3
votes

My knowledge on formal language and compiler theory is limited. So I am learning by the book The Definitive ANTLR 4 Reference by Terence Parr.

In the book, it says:

Now, with v4, you can match expressions with rules that look like this:

expr : expr '*' expr // match subexpressions joined with '*' operator
     | expr '+' expr // match subexpressions joined with '+' operator
     | INT           // matches simple integer atom
     ;

Self-referential rules like expr are recursive and, in particular, left recursive because at least one of its alternatives immediately refers to itself.

But I think the bold part is incorrect. Accroding to here, the production is left-recursive if the leftmost symbol on the right side is the same as the non terminal on the left side. For example,

    expr → expr + term.

So back to the Terence's book's sample, it is neither left recursive nor right recursive. It's merely recursive.

Am I right? Or did I misunderstand the author?

ADD 1

Thanks for the replies so far. Sorry I didn't make myself clear enough.

My understanding is: being left-recursive means the left-most part of the right-side is the same as the non-terminal on the left side. AND the remaining part of the right-side is ONLY suffix which is NOT the left-side.

In the Parr's book sample, the reamining part of the right-side is not a suffix, it's another same expr, so I don't think it strictly fits the rule of being left-recursive.

2
Pardon me if I don't see something obvious, but you wrote "But I think the bold part is incorrect. (..) if the leftmost symbol on the right side is the same as the non terminal on the left side.". Nonerminal on left side is clearly expr, and (the leftmost) on right side is expr so what's your rationale behind claiming that the rule stated in "according to here" is not satisfied? Is it the nonrecursive third part of the alternative (| INT) that makes you think so?quetzalcoatl
Ah so.. other answers are great, so just let me sum it up briefly: expr → expr + term is left-recursive, expr → term + expr is right-recursive, and expr → expr + expr is simply both left- and right- recursive at the same time.. <strike>The term means "anything"</strike> (uh oh.. strike-through doesnt work in comments..)quetzalcoatl
After re-reading artile you pointed to I think that the choice of words used there could be better. The line you referred to, The production is left-recursive if the leftmost symbol on the right side is the same as the non terminal on the left side. For example, expr → expr + term. uses a phrase "for example", which, actually, doesn't say that this is the only valid example. This example doesn't indicate that expr -> expr*expr is invalid. I'd consider this article an overview rather than strict definitions.quetzalcoatl
You added a condition "AND the remaining part of the right-side..." that's not in the definition. A definition is left-recursive if, in order to produce an X, you must start with an X. Whether you also need a Y, Z, or another X, or something else entirely is irrelevant.Willis Blackburn

2 Answers

1
votes

Let's compare what the book gives as an example of a left-recursive rule:

expr → expr + term.

with the first part of the compound rule you are examining:

expr : expr '*' expr // match subexpressions joined with '*' operator

Here, the left side is expr; the right side is expr '*' expr, and the left-most symbol on the right side is expr. Since the leftmost symbol on the right side, expr, is the same as the symbol on the left side, also expr, then this part of the rule is left recursive.

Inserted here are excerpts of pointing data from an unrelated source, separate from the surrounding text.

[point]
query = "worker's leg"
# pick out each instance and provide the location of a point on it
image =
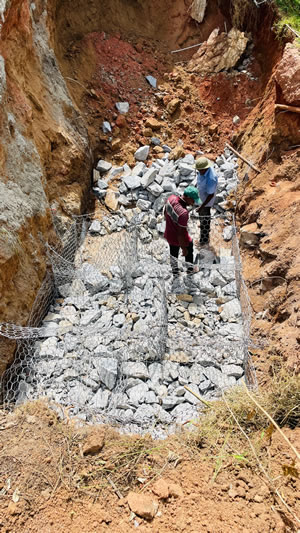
(189, 258)
(205, 226)
(174, 252)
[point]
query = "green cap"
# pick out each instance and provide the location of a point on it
(192, 192)
(202, 163)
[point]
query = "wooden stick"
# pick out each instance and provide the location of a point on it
(242, 158)
(208, 404)
(294, 31)
(273, 422)
(116, 490)
(290, 108)
(187, 48)
(271, 481)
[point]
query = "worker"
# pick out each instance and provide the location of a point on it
(207, 183)
(176, 233)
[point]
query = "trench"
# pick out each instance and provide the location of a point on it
(118, 343)
(121, 344)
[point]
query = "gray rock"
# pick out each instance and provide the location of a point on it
(148, 177)
(144, 205)
(155, 372)
(103, 166)
(169, 402)
(227, 233)
(231, 311)
(139, 169)
(204, 386)
(144, 414)
(79, 395)
(135, 370)
(90, 316)
(155, 189)
(219, 379)
(227, 169)
(95, 227)
(100, 399)
(142, 153)
(119, 320)
(102, 185)
(107, 371)
(162, 415)
(233, 370)
(106, 127)
(150, 397)
(166, 148)
(155, 141)
(94, 281)
(137, 393)
(184, 169)
(216, 278)
(132, 182)
(168, 185)
(115, 171)
(184, 412)
(189, 397)
(122, 107)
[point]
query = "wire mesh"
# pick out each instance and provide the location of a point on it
(84, 261)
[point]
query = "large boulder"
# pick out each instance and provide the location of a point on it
(198, 10)
(220, 52)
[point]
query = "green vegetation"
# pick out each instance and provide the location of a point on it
(290, 14)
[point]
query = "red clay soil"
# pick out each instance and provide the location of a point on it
(48, 485)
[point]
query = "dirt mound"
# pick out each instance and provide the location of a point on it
(55, 477)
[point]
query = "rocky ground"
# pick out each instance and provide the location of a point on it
(53, 478)
(98, 356)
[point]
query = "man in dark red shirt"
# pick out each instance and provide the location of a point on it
(176, 233)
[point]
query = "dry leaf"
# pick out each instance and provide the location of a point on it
(269, 431)
(16, 496)
(290, 470)
(251, 414)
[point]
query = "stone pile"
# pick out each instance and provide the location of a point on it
(148, 187)
(121, 345)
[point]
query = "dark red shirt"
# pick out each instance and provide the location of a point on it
(177, 216)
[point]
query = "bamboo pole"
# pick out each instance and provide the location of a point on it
(290, 108)
(187, 48)
(273, 422)
(242, 158)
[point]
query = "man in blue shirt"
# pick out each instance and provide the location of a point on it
(207, 182)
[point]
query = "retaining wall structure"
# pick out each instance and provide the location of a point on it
(119, 343)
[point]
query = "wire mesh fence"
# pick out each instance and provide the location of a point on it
(84, 262)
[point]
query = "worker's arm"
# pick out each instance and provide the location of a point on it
(206, 201)
(183, 240)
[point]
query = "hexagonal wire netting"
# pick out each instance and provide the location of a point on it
(121, 249)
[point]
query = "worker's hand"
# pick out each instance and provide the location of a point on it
(184, 251)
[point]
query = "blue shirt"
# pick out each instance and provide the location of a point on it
(207, 184)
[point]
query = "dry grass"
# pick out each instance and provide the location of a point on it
(219, 429)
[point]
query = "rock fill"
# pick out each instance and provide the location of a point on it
(122, 344)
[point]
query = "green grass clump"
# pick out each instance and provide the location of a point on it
(289, 14)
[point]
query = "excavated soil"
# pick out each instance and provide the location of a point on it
(50, 483)
(46, 483)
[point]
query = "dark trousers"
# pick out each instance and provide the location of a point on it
(189, 258)
(204, 225)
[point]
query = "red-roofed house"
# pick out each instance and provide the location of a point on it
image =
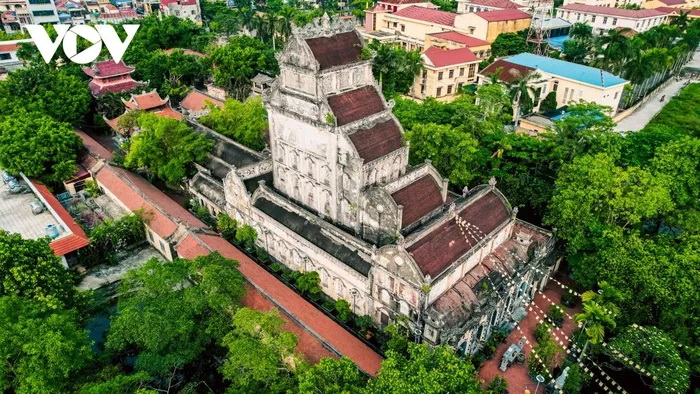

The second part of the compound rule would also be left-recursive, for the same reason:

expr : expr '+' expr

This third part of the compound rule is not left recursive, since INT is an atom:

expr : INT           // matches simple integer atom

When you combine these three different expression for expr into one using the | operator, you get the original expression in your question:

expr : expr '*' expr // match subexpressions joined with '*' operator
     | expr '+' expr // match subexpressions joined with '+' operator
     | INT           // matches simple integer atom
     ;

Which, since at least one of its three choices is left-recursive, is itself left-recursive.

1
votes

"The production is left-recursive if the leftmost symbol on the right side is the same as the non terminal on the left side."

In your example "expr -> expr + term" the leftmost symbol on the right side is "expr" and the non terminal on the left side is "expr" so they're the same. The production is left-recursive. That your alternatives are "expr * expr" and "expr + expr" make no difference; your definition is still left-recursive.

If you imagine you were creating a parser to parse this language, you'd have a function called "parseExpr" that would parse an "expr." According to the definition, the first thing it would have to do in order to evaluate "expr + (anything)" is to parse an "expr." So it should call the function to parse an "expr," which is of course itself. That's basically what left-recursive means.